# Chapter 1: Your First Web Scraper

---

This chapter introduces web scraping by teaching you how to build a basic scraper using Python. You’ll learn about web page structures (HTML, CSS, and DOM), use Requests to fetch data, and Beautiful Soup to extract it. Along the way, you'll practice polite scraping and handle common challenges. By the end, you’ll have created your first functional scraper, gaining the skills to collect and organize data from websites.

---

## Connecting

Web scraping requires stripping away some of the shroud on interface—not just at the browser level (how it interprets all of this HTML, CSS, and JavaScript), but occasionally at the level of the network connection.

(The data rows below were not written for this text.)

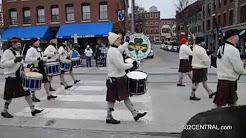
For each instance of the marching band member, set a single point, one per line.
(185, 64)
(52, 52)
(229, 68)
(65, 53)
(200, 63)
(35, 56)
(117, 81)
(11, 62)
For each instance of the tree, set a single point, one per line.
(182, 4)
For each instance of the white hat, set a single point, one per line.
(112, 37)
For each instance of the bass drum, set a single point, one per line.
(137, 82)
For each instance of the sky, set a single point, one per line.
(166, 7)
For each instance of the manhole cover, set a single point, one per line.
(50, 122)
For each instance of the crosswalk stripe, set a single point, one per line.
(99, 98)
(83, 114)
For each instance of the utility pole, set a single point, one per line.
(133, 17)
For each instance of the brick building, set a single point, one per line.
(168, 30)
(228, 13)
(57, 14)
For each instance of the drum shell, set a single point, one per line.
(53, 68)
(32, 83)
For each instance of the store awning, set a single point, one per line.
(85, 30)
(27, 33)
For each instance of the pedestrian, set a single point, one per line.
(52, 52)
(11, 62)
(184, 64)
(200, 63)
(117, 81)
(66, 53)
(229, 69)
(36, 59)
(88, 54)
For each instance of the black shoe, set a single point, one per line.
(51, 89)
(182, 85)
(211, 95)
(194, 98)
(69, 86)
(139, 115)
(36, 111)
(35, 99)
(112, 121)
(6, 115)
(76, 81)
(51, 97)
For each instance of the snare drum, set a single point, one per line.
(137, 82)
(76, 62)
(32, 81)
(66, 65)
(53, 68)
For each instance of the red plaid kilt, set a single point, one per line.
(199, 75)
(184, 66)
(14, 89)
(226, 93)
(118, 90)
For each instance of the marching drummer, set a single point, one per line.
(184, 65)
(52, 52)
(65, 53)
(200, 63)
(35, 56)
(117, 81)
(11, 62)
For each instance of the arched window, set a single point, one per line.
(103, 9)
(26, 15)
(86, 11)
(40, 14)
(13, 17)
(69, 12)
(54, 13)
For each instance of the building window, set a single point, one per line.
(219, 20)
(103, 11)
(40, 15)
(13, 17)
(26, 16)
(208, 24)
(54, 13)
(225, 2)
(243, 14)
(69, 12)
(86, 11)
(231, 14)
(224, 19)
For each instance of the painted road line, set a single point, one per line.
(83, 114)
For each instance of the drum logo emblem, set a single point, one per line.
(139, 47)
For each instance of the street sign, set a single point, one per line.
(121, 15)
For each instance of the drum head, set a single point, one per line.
(33, 75)
(137, 75)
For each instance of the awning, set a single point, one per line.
(27, 33)
(85, 30)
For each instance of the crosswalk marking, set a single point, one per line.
(99, 98)
(83, 114)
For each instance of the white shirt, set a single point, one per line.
(230, 66)
(88, 52)
(200, 58)
(7, 61)
(115, 61)
(51, 51)
(184, 52)
(32, 56)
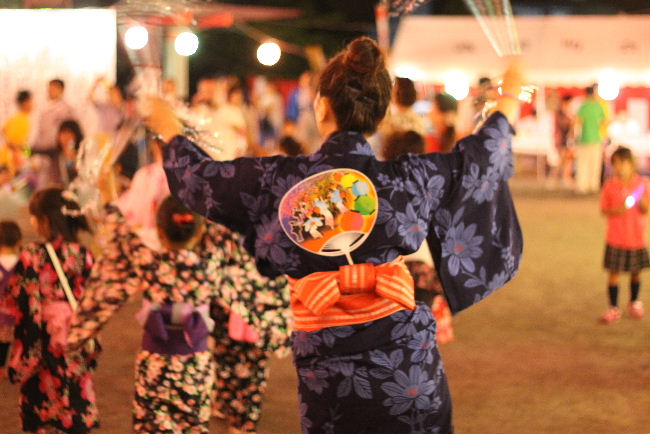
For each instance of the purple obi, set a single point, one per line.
(175, 328)
(6, 319)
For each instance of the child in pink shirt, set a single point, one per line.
(624, 201)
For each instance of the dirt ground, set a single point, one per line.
(530, 359)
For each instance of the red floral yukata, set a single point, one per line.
(56, 387)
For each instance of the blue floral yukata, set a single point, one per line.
(383, 376)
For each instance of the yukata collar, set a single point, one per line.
(346, 142)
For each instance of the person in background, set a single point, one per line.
(290, 147)
(589, 153)
(624, 201)
(16, 132)
(45, 149)
(147, 190)
(428, 288)
(231, 117)
(110, 109)
(10, 237)
(564, 138)
(56, 386)
(170, 92)
(55, 111)
(443, 118)
(69, 140)
(402, 117)
(268, 105)
(300, 111)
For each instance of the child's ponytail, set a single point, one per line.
(62, 212)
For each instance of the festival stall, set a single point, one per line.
(562, 55)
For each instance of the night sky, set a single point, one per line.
(332, 23)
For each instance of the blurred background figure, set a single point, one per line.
(45, 147)
(564, 139)
(231, 118)
(443, 115)
(170, 93)
(589, 151)
(16, 132)
(300, 111)
(269, 108)
(110, 108)
(402, 117)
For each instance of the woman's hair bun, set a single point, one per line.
(364, 56)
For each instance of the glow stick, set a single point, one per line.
(472, 7)
(512, 28)
(632, 199)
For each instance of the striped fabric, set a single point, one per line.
(352, 295)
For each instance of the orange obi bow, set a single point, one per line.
(320, 291)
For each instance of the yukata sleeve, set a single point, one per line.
(474, 232)
(115, 276)
(26, 350)
(262, 302)
(227, 192)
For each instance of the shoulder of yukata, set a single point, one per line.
(30, 255)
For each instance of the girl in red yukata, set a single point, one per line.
(56, 386)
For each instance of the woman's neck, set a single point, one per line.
(7, 250)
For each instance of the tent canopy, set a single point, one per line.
(558, 50)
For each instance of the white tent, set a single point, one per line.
(558, 50)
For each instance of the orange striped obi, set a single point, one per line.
(352, 295)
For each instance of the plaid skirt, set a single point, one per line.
(626, 260)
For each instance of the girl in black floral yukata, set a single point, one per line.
(175, 370)
(365, 352)
(56, 387)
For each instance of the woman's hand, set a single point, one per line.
(107, 185)
(513, 79)
(162, 120)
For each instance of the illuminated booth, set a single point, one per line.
(562, 55)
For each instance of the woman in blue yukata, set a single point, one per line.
(365, 352)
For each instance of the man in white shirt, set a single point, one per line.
(45, 146)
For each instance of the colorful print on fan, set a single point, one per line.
(330, 213)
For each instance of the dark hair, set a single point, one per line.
(484, 80)
(235, 88)
(10, 234)
(358, 86)
(58, 82)
(622, 154)
(178, 223)
(445, 102)
(405, 94)
(23, 96)
(72, 126)
(290, 146)
(61, 211)
(400, 143)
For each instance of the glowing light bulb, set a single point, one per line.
(457, 84)
(609, 85)
(186, 43)
(269, 53)
(136, 37)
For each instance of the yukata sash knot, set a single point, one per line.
(353, 294)
(175, 328)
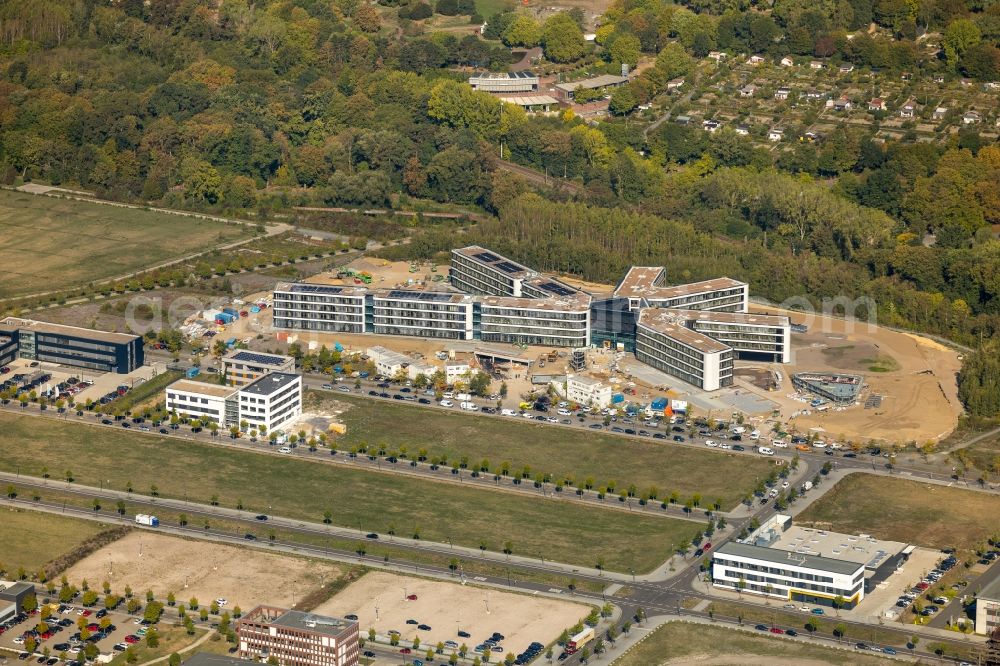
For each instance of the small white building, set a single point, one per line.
(456, 371)
(387, 362)
(587, 391)
(200, 400)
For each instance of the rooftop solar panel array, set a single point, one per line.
(316, 289)
(556, 288)
(261, 359)
(509, 267)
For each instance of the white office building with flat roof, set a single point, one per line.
(664, 343)
(321, 308)
(806, 565)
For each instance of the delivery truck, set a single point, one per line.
(579, 640)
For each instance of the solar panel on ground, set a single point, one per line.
(509, 267)
(558, 289)
(316, 289)
(261, 359)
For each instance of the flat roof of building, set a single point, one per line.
(422, 296)
(270, 383)
(209, 659)
(573, 303)
(62, 329)
(320, 284)
(592, 83)
(530, 100)
(861, 549)
(203, 388)
(667, 323)
(487, 76)
(320, 624)
(257, 358)
(499, 262)
(788, 558)
(749, 319)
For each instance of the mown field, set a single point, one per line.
(558, 530)
(679, 643)
(561, 452)
(52, 244)
(909, 511)
(30, 540)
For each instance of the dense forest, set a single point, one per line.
(249, 108)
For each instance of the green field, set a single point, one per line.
(558, 451)
(908, 511)
(675, 642)
(54, 243)
(30, 540)
(559, 530)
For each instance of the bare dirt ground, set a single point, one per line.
(203, 570)
(920, 394)
(448, 607)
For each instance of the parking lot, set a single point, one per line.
(62, 640)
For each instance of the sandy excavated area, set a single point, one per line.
(206, 571)
(920, 397)
(446, 607)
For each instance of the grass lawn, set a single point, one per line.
(675, 642)
(909, 511)
(52, 243)
(560, 530)
(561, 452)
(172, 639)
(30, 540)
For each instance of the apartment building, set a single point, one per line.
(424, 314)
(988, 608)
(645, 286)
(806, 565)
(86, 348)
(663, 342)
(206, 402)
(241, 367)
(476, 270)
(321, 308)
(296, 638)
(272, 401)
(549, 322)
(751, 336)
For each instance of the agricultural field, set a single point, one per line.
(909, 511)
(52, 243)
(683, 643)
(30, 540)
(561, 452)
(302, 489)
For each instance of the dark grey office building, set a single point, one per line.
(71, 345)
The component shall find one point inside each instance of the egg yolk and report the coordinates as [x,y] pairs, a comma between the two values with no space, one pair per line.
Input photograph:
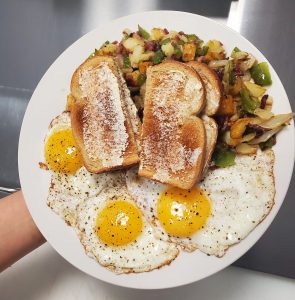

A web browser can serve you with:

- Creating packets of information for communicating with the OS 
- And interpreting these information in pretty format

**However this a web browser is a code and code can be splitted, rewritten or even reused**

Which a python can make all of this in just a bunch of two or three lines of code

In [4]:
from urllib.request import urlopen # urllib is a standard Python library (meaning you don’t have to install anything extra to run this example)
html = urlopen('http://pythonscraping.com/pages/page1.html')
print(html.read())                      ## Same thing can be done with writing this in terminal (>python <code_file_name>.py) 

b'<html>\n<head>\n<title>A Useful Page</title>\n</head>\n<body>\n<h1>An Interesting Title</h1>\n<div>\nLorem ipsum dolor sit amet, consectetur adipisicing elit, sed do eiusmod tempor incididunt ut labore et dolore magna aliqua. Ut enim ad minim veniam, quis nostrud exercitation ullamco laboris nisi ut aliquip ex ea commodo consequat. Duis aute irure dolor in reprehenderit in voluptate velit esse cillum dolore eu fugiat nulla pariatur. Excepteur sint occaecat cupidatat non proident, sunt in culpa qui officia deserunt mollit anim id est laborum.\n</div>\n</body>\n</html>\n'


This command outputs the complete HTML code for page1 located at the URL *http://
pythonscraping.com/pages/page1.html*.

**Why we are taking in language of files and not pages?**

Modern web pages are associated with another files (e.g.image files, JavaScript files or CSS files) 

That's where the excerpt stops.